In August 2023, they became the primary sponsors of the European Rugby Champions Cup ahead of the 2023–24 Champions Cup season signing a deal lasting until 2028.

===Horse Racing===
Investec became a long-term sponsor of The Derby festival in the UK in 2009. The deal was extended to run until 2026 but the Jockey Club agreed to terminate the sponsorship in 2020 after the delayed running of the 241st Derby Festival on 4 July 2020. The two-day race meet became known as the Investec Derby Festival, incorporating two of the five British Classic Races, The Oaks and The Derby, the latter of which is also commonly known as the Greatest Flat race in the World. Investec has also sponsored the Investec Cape Derby in South Africa since 2009.

===Association Football===
Investec became the official shirt sponsor for Tottenham Hotspur's domestic cup games and UEFA Champions League games for the 2010-11 season and UEFA Europa League games for the 2011-12 season. In 2014, Investec became the official shirt sponsor for Widnes F.C. in the North West Counties Football League Division One.

===Other sponsorships===
Since 2005 Investec has been sponsoring a flagship project started by the Kutlwanong Centre for Math, Science and Technology. The project aims at improving the mathematics and science skills of students from historically disadvantaged regions across South Africa. The project has been a huge success year on year, with most of the students obtaining distinctions in mathematics and science, and their other subjects.
In 2014 the project was awarded the Mail & Guardian Investing In The Future STEM award.

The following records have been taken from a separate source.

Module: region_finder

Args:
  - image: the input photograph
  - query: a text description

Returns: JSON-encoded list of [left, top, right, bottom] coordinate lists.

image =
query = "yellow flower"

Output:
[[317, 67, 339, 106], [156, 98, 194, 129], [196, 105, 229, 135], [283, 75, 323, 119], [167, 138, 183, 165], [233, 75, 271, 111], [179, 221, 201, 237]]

As of March 2019 Investec also helps to fund, along with several other large corporate sponsors, a private software engineering college called Wethinkcode, with campuses in both Johannesburg and Cape Town, with the objective of confronting the youth unemployment crisis in South Africa by providing free tuition for eligible students.

Other sponsorships included the Nelson Mandela 90th Birthday Tribute in London's Hyde Park.